MG Motor India is the local subsidiary of China’s state-owned automotive company SAIC Motor. PHOTO: MORRIS GARAGES INDIA/FACEBOOK

BENGALURU - India has begun an inquiry into China-owned carmaker MG Motor India over alleged financial irregularities, in yet another instance of deepening scrutiny of Chinese firms operating in the country. 

The company has responded that it is fully cooperating with the authorities by providing the “desired records and information” within the deadline. 

MG Motor India is the local subsidiary of China’s state-owned automotive company SAIC Motor.

It was set up in India in 2017 to sell British MG marque cars such as Astor, Hector and Gloster.

In 2019, it began manufacturing operations in Halol, in the western state of Gujarat. 

India’s Ministry of Corporate Affairs initiated an inquiry into MG Motor in October about alleged tax evasion and irregularities in invoicing and some transactions, reported The Economic Times, citing sources.

The Registrar of Companies that oversees companies in India has since summoned the company’s directors and auditors for clarifications.

An MG Motor spokesman told The Straits Times that the government has asked for the reasons behind its losses in 2019-2020, the first year of its operations.

The company stated that “it is impossible for any automobile company to be profitable in the very first year of its operations”.

“This is because of the huge (capital expenditure) investment required and the long gestation period in a highly competitive market such as India, where many multinationals have struggled for decades and have accumulated losses.”

It added: “MG Motor India is a law-abiding, professionally managed company that adheres to the highest standards of compliance and governance and is committed to transparency.” 

The company reported a 53 per cent year-on-year rise in sales in October, at 4,367 units.

The probe into MG Motor’s finances is part of a series of investigations this year into alleged tax evasion and money laundering by Chinese firms operating in India. 

Other Chinese firms, including electronics makers Xiaomi, Oppo and Vivo and telecoms company ZTE, have also faced probes in India over alleged money laundering, illegal remittances and the reporting of false losses in order to avoid paying taxes in India.

The Enforcement Directorate, India’s financial crimes watchdog, has frozen around US$670 million (S$940 million) of Xiaomi’s bank assets under foreign exchange laws since April.

In July, it froze 119 bank accounts linked to Vivo, even as the company’s directors fled the country.

Both companies have denied wrongdoing and challenged the directorate’s actions in Indian courts. 

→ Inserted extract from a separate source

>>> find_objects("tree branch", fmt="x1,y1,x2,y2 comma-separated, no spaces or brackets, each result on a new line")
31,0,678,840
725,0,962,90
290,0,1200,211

India is a key market for these Chinese companies, and they dominate some growing Indian sectors.

Xiaomi is India’s biggest smartphone player, with a 19 per cent market share, followed closely by Samsung and Vivo.

The other Chinese phone giants realme and Oppo have 16 per cent and 11 per cent market shares, respectively. 

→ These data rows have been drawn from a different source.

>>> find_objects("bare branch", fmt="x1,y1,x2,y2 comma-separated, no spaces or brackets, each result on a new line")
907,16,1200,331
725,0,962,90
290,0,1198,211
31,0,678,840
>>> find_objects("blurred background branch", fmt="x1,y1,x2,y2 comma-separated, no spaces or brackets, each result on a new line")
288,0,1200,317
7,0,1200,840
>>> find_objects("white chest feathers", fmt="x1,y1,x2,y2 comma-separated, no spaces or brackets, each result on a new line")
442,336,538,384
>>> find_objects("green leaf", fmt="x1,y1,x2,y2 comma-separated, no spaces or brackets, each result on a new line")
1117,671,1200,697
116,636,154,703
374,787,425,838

After the Enforcement Directorate conducted raids on 44 Vivo offices and production sites across India in July, the spokesman for the Chinese Embassy in India, Mr Wang Xiaojian, said: “The frequent investigation of Chinese companies by the Indian side not only disrupts the normal business activities of the companies and the goodwill of the companies, but also impedes the improvement of the business environment in India.”

Mr Wang added that the actions would “chill the confidence and willingness of market entities from other countries, including those from China, to invest in India”.

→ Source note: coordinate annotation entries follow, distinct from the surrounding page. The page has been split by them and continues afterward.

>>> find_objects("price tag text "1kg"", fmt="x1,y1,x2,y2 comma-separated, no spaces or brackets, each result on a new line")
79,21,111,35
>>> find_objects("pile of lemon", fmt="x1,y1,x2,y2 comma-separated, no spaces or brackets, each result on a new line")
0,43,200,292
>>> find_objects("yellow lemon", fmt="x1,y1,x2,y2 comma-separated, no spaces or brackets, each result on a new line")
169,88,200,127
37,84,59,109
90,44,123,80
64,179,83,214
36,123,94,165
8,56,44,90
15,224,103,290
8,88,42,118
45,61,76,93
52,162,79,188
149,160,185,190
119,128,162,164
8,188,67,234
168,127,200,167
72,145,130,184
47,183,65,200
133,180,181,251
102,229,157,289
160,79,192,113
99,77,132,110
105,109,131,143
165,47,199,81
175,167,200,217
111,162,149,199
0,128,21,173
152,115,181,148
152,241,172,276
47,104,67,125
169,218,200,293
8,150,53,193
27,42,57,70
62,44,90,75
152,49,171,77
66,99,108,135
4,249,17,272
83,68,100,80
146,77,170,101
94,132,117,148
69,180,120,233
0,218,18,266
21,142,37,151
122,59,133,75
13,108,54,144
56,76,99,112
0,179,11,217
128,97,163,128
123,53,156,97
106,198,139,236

Separately, on Sept 11, the federal government’s Serious Fraud Investigation Office arrested a man accused of masterminding a racket by creating numerous shell companies with Chinese links and providing “dummy directors” to run the fraudulent businesses.

The crackdowns against Chinese companies started after border hostilities between the countries’ militaries began in 2020.

The Indian government went on to ban hundreds of Chinese apps, and tightened policies on foreign direct investment from China.

Trade between the two countries has, however, been largely on the rise, with India-China trade hitting US$100 billion in January to September, according to trade data released by Chinese Customs. 

India imports US$75 billion more than it exports from China.

The government has imposed import duties and pushed for more domestic manufacturing to curtail reliance on key Chinese imports, which include active pharmaceutical ingredients, electronic components, telecoms instruments and computer hardware.